Neste seu novo filme,
esta linha não só está presente, como aprofundada
de forma radical. Trata-se de uma releitura do cinema noir, que
aliás já havia servido de elemento principal em dois outros
trabalhos da dupla, Gosto de Sangue e Ajuste Final (e pode
ainda ser encontrado em menor medida em vários dos seus outros
filmes e personagens). O primeiro era praticamente uma atualização
de temas e formas narrativas do gênero para os dias modernos, enquanto
o segundo volta no passado para contar uma trama de criminosos. Neste
novo trabalho, o mergulho é efetivamente radical, assumindo não
só a referência como a apropriação completa
mesmo de época, estética e narrativa. Trata-se de um autêntico
film noir feito em 2001. É claro que este pequeno detalhe
da data faz toda a diferença, porque nas décadas de 40 e
50 não se tinha o olhar distanciado sobre o gênero e seus
signos. Então, ao mesmo tempo que se trata de um representante
autêntico de gênero, isso deve ser visto sempre através
do filtro de um olhar de espectador analítico deste tipo de cinema.
Ou seja, ele é sim um filme noir mas é muito mais,
de fato, sobre o que é ser um filme noir.
Esta transição
que parece óbvia representa o grande problema do filme. Porque
na passagem metalinguística exigida, o filme perde necessariamente
a "pureza", digamos assim, do que seja um representante do gênero.
Auto-consciente, ele pede do público que esteja sempre trabalhando
em dois níveis: acompanhando a narrativa, mas também interessado
e fascinado pela reconstrução de um passado do cinema. E
conseguir desta forma sair ileso do processo é um desafio que os
Coen não solucionam a contendo. Num certo momento, o filme passa
a ser mais sobre eles fazendo o filme do que sobre a história contada,
e neste caso específico isso não é positivo.
E o principal agente
deste processo é um dos elementos de linguagem fundadores do cinema
noir: a narração em off. Que aqui possui especial
graça inicialmente por representar a voz de um personagem que não
gosta muito de falar, então a narração do filme fala
por ele (de que posição, só descobrimos no final).
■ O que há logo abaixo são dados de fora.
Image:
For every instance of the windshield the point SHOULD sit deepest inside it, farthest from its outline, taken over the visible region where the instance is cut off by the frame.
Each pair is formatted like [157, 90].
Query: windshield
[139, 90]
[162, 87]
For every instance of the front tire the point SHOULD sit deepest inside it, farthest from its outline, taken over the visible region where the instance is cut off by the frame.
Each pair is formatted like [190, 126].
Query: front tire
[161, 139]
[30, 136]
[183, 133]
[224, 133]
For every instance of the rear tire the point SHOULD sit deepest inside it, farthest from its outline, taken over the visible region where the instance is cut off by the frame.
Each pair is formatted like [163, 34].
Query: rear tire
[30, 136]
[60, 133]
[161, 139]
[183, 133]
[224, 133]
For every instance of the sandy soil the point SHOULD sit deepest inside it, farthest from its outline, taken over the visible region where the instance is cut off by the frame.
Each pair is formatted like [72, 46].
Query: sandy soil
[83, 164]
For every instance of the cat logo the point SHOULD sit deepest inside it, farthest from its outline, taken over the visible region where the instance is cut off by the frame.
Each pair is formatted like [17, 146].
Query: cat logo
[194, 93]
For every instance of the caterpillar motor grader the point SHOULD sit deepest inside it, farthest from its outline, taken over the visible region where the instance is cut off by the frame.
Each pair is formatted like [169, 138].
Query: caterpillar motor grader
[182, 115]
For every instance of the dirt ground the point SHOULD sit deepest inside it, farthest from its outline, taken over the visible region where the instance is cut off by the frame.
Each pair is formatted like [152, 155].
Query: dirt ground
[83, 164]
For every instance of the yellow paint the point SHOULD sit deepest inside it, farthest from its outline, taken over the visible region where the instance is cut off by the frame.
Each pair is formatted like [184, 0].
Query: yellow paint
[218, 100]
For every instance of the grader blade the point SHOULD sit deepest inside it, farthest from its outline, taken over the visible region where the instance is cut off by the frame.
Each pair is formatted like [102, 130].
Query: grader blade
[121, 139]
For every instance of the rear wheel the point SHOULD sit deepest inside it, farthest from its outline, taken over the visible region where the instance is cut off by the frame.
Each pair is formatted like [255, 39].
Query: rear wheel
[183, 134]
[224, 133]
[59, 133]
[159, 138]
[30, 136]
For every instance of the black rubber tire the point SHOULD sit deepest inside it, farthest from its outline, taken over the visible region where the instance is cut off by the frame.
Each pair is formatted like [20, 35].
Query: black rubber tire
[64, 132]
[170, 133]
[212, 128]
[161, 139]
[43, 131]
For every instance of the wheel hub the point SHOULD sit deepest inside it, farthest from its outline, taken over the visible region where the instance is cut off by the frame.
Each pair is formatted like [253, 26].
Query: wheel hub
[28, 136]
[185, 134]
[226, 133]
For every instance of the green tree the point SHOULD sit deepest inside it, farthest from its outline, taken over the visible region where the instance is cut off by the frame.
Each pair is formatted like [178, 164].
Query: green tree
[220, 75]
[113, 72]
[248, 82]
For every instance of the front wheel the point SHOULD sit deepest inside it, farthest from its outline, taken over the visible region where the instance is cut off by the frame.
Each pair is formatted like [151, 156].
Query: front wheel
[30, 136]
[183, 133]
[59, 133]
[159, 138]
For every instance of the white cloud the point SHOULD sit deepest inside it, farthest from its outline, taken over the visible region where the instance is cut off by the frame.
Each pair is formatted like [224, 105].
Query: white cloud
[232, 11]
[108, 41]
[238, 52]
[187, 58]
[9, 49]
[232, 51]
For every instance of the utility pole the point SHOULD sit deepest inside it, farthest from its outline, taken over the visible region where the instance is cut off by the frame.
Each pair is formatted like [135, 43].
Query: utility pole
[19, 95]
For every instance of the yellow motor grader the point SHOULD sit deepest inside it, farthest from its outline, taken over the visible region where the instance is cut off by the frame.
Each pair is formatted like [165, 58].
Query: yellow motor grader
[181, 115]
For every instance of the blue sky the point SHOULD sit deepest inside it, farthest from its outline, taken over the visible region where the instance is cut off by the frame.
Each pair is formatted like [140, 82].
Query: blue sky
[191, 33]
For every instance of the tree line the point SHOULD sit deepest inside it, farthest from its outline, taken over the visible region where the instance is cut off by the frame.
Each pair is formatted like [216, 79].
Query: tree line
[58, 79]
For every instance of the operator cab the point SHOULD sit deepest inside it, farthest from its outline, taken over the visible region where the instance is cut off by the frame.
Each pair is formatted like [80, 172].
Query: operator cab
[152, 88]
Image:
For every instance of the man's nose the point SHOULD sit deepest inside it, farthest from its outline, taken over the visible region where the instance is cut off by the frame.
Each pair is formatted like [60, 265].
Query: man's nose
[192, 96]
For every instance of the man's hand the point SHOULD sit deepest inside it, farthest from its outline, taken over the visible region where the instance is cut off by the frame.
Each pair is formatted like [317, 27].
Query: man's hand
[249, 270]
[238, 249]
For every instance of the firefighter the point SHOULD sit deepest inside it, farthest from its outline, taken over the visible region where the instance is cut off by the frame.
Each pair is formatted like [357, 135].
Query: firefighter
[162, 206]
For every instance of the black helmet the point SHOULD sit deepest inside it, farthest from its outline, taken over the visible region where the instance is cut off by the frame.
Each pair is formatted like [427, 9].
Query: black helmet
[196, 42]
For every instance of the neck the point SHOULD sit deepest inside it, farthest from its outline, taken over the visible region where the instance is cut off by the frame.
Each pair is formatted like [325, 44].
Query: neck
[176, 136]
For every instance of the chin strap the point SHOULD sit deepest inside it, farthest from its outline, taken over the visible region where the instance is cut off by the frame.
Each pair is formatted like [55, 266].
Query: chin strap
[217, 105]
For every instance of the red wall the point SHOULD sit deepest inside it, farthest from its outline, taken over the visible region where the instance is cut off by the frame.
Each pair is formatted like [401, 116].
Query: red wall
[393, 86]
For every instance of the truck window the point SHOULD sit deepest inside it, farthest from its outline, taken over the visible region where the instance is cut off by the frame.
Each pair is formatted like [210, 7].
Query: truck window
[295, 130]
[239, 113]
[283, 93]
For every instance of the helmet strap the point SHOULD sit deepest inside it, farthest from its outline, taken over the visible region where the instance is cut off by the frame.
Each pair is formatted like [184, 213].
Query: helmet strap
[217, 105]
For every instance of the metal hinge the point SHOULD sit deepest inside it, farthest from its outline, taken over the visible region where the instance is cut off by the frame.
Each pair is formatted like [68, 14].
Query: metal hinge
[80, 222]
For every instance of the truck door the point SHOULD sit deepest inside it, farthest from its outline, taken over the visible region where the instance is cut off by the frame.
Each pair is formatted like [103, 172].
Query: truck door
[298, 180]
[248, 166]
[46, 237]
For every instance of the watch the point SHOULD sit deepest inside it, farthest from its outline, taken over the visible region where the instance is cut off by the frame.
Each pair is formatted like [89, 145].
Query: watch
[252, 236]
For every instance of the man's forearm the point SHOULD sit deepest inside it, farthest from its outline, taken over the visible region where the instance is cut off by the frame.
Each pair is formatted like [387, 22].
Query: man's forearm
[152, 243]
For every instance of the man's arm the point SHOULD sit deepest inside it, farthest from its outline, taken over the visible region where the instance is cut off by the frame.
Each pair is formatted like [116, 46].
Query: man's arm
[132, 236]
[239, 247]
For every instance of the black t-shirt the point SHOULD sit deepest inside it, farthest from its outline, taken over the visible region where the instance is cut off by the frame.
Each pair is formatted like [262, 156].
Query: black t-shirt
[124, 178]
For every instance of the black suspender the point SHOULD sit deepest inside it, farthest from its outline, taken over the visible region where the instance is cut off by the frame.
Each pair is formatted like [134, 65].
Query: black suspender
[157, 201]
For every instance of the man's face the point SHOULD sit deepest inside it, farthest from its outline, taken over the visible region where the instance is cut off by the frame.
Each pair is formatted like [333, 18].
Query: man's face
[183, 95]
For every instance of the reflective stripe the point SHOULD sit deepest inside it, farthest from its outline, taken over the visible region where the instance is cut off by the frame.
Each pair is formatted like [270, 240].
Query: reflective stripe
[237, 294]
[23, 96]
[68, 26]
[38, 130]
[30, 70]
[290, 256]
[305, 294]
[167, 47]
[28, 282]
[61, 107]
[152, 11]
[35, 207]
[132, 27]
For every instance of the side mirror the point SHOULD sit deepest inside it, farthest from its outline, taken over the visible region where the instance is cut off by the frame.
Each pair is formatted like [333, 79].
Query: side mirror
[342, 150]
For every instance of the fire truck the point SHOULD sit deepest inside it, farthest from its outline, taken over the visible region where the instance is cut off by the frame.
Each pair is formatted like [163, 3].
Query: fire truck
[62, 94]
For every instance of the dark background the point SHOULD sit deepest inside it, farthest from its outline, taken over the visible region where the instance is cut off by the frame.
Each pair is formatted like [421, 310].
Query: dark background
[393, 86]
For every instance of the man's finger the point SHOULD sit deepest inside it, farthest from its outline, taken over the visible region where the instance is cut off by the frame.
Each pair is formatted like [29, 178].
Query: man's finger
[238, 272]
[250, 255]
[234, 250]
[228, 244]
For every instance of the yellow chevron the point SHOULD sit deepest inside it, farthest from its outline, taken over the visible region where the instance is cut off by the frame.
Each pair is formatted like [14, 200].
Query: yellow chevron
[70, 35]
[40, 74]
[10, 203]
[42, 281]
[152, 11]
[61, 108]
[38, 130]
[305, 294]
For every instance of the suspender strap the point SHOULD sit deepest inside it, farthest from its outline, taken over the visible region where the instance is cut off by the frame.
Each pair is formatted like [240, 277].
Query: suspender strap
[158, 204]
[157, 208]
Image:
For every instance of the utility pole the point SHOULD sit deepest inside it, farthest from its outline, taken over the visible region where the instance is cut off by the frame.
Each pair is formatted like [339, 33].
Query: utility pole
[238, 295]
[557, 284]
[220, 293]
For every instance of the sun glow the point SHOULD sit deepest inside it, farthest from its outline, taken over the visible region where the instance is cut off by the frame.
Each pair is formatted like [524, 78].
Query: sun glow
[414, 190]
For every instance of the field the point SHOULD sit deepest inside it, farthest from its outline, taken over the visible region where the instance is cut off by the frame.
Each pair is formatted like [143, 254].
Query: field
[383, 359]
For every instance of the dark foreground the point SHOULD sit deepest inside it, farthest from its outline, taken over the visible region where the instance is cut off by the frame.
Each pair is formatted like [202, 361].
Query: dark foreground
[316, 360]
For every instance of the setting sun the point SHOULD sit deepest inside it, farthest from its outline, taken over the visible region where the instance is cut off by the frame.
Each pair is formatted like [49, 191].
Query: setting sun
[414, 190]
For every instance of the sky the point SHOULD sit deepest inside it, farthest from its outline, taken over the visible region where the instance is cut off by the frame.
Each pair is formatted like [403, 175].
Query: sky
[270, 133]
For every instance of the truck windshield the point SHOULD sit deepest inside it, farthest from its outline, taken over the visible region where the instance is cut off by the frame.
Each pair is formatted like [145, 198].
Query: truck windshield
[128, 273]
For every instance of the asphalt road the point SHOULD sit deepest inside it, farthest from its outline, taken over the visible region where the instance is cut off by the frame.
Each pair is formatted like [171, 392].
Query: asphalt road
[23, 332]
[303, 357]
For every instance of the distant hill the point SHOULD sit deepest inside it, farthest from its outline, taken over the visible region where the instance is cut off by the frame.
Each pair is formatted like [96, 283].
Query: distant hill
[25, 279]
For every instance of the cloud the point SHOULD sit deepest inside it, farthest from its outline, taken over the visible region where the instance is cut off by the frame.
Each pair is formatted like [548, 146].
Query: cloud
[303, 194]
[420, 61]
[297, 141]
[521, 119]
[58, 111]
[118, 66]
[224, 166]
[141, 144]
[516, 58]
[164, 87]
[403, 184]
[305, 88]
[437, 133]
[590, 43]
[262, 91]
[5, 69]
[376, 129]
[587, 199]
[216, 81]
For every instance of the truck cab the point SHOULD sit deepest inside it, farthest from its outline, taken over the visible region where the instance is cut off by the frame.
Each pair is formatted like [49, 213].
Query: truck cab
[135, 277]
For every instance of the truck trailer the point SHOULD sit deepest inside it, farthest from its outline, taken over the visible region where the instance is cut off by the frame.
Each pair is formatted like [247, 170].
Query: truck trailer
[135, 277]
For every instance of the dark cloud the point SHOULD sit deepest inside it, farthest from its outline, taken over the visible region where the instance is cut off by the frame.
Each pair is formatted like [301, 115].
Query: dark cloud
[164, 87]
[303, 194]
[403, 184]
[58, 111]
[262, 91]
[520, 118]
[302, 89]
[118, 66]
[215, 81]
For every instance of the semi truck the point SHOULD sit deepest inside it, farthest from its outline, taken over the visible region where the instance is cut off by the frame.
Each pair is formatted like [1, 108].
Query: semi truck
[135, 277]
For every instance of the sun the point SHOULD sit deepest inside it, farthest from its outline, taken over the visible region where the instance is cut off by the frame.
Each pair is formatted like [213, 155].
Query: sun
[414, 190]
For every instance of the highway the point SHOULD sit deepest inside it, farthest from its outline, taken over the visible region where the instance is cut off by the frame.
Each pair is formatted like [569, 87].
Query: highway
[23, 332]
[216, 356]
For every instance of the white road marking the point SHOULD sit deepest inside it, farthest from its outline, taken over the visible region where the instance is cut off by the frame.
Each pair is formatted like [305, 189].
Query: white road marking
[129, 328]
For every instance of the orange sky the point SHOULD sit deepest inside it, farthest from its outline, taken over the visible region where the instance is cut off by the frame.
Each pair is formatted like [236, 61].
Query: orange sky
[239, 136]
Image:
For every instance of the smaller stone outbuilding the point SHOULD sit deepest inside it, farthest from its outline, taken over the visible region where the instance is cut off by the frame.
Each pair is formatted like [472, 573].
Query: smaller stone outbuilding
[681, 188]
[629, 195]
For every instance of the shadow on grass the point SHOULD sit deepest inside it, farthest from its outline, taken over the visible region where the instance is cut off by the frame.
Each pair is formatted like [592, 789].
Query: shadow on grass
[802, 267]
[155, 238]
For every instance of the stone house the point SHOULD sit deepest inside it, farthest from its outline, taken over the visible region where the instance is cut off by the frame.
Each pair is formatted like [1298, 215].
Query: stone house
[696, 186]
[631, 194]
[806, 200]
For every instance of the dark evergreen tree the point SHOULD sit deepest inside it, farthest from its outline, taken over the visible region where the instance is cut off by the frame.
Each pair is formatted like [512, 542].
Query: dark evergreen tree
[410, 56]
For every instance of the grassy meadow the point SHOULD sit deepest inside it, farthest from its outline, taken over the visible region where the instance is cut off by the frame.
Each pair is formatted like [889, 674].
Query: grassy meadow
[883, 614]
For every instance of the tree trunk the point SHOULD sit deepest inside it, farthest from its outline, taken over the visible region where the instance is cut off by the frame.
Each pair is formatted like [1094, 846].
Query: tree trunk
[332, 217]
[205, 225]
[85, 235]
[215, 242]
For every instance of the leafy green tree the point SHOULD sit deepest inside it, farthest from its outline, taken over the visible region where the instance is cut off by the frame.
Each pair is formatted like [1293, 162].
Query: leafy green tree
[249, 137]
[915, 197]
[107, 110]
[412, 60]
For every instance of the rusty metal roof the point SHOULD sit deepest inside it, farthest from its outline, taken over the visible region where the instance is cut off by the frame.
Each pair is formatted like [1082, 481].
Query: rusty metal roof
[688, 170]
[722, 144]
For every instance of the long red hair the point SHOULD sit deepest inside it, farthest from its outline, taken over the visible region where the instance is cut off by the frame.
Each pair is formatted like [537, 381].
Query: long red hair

Mas, este narrador não é apenas um homem envolvido numa
trama criminosa. Caracterizado como nosso guia do filme pelos irmãos,
ele possui um posicionamento excessivamente frio e distanciado da própria
narrativa que conta. Mais do que a voz daquele homem, ele é a voz
dos autores. E, com isso, toma um posicionamento por demais acima daqueles
acontecimentos, quase como um crítico de cinema observando e comentando
uma obra pronta. Só nas cenas finais é que vemos isso de
forma clara, mas o efeito é inegável: o tipo de análise
e síntese que o narrador trabalha são por demais metalinguísticos,
e não soam como sendo dele. As reflexões francamente filosóficas
que fecham o filme soam longamente pensadas, e absolutamente desnecessárias,
pois em desacordo com a posição do personagem. São
uma análise do que significavam os personagens do cinema noir,
mas nos exemplares autênticos esta análise era feita a
posteriori lendo-se os elementos narrativos diretos e de conteúdo
do filme. Mas por ser aqui a voz do personagem que também a "voz"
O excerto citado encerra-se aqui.